Elle détaille son emploi du temps : « Je travaille sur quatre jours, avec des amplitudes un peu plus longues. Je réduis ma pause déjeuner et j’allonge un peu en soirée : je démarre à 9 heures, je finis entre 18h15 et 18h30. Pour la charge de travail, on s’organise autrement. Je n’ai pas de charge mentale avec des enfants qui sont grands, donc si la journée finit un peu plus tard le soir, je ne cours pas après le temps ». Désormais l’assistante de direction profite pleinement de ses vendredis libres : « Mon troisième jour de repos est le vendredi. J’en profite pour prendre tous les rendez-vous pour lesquels je posais des journées de RTT, comme les rendez-vous médicaux ou esthétiques. Maintenant, c’est beaucoup plus simple. Je ne me pose pas de questions et je pose mes rendez-vous le vendredi. J’essaie aussi d’avoir des activités ce jour-là ».

Des salariés plus sereins

Elle ne regrette en rien d’avoir opté pour la semaine de quatre jours : « Les conséquences sur l’équilibre travail/vie privée sont positives. Même au niveau de l’ambiance des collaborateurs, tout le monde est beaucoup plus serein. Je ne suis pas sûre que cela se fasse dans tous les corps de métier. Nos emplois dans le secteur tertiaire sont plus avantageux. Peut-être que cela peut se généraliser à l’industrie. Pour les managers, je ne suis pas sûre que ce soit très simple de partager le temps de travail ». Catherine apprécie son nouvel emploi du temps : « Je suis à dix ans de la retraite donc si je peux travailler moins, cela me va bien.

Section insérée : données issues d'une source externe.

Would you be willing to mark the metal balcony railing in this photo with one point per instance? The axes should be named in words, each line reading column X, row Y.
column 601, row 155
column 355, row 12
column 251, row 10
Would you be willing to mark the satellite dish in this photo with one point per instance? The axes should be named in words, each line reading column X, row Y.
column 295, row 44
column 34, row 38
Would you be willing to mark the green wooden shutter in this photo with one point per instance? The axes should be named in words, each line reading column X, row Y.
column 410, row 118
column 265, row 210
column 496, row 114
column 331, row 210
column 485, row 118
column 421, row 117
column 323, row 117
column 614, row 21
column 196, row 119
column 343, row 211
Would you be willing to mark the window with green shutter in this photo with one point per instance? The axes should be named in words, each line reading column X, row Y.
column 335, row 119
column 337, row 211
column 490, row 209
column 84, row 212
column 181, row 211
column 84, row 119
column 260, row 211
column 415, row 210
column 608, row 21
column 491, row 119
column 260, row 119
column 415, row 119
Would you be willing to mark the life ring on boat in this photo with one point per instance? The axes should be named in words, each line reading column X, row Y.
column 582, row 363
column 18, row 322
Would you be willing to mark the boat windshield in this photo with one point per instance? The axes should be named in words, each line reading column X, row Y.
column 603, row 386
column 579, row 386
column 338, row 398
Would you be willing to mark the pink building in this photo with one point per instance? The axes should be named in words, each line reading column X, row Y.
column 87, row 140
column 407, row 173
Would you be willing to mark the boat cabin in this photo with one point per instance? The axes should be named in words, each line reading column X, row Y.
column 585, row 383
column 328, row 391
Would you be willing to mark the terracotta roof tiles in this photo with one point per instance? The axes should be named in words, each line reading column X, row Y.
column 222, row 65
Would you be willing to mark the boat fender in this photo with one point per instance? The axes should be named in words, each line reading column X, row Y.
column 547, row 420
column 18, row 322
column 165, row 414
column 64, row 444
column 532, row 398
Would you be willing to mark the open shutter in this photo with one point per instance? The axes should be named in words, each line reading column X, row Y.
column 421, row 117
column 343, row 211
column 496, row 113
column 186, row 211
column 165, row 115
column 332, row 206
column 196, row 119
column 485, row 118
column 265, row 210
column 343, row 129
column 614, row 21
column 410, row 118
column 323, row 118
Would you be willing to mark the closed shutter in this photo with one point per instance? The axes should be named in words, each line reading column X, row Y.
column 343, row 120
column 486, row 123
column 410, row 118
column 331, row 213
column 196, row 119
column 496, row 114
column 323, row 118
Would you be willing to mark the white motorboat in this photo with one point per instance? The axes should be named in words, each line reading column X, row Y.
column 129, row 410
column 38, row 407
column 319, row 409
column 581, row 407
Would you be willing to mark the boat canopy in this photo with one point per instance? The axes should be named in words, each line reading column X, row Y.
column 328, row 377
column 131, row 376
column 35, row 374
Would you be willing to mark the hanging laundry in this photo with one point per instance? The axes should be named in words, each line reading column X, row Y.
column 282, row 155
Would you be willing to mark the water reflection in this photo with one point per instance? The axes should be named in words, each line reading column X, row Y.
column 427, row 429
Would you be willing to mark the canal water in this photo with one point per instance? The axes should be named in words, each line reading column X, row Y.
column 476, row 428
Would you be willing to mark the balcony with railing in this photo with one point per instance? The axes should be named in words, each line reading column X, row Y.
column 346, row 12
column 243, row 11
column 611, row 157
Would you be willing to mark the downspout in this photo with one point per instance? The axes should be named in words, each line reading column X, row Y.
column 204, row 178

Cela va dans l’esprit du moment ».
Etre dans l’esprit du moment, c’est justement ce qui a poussé Alexandre Santos, dirigeant de l’agence, à adopter la semaine de quatre jours. Il raconte comment il a voulu insuffler ce nouveau rythme à son entreprise : « Nous sommes passés à la semaine de quatre jours juste à la reprise post COVID, il y a deux ans. On parle souvent d’innovation technique. J’ai toujours été très à cheval sur la notion de bien-être au travail. Je voulais rendre le rapport au travail un peu plus libre. J’ai proposé à mes salariés de passer à quatre jours. Lors de l’annonce, j’ai eu devant moi des réactions que je n’attendais pas : des yeux écarquillés, des gens qui demandaient ce qu’il leur arrivait. Je n’ai eu aucune réaction positive. Il a fallu réexpliquer. Je voulais que les gens puissent bénéficier d’un week-end de trois jours. Dans nos métiers, on fait beaucoup d’heures supplémentaires. Avec les quatre jours, on a régulé par le haut et tout le monde s’est retrouvé au même niveau. On a d’abord testé et cela a fonctionné ».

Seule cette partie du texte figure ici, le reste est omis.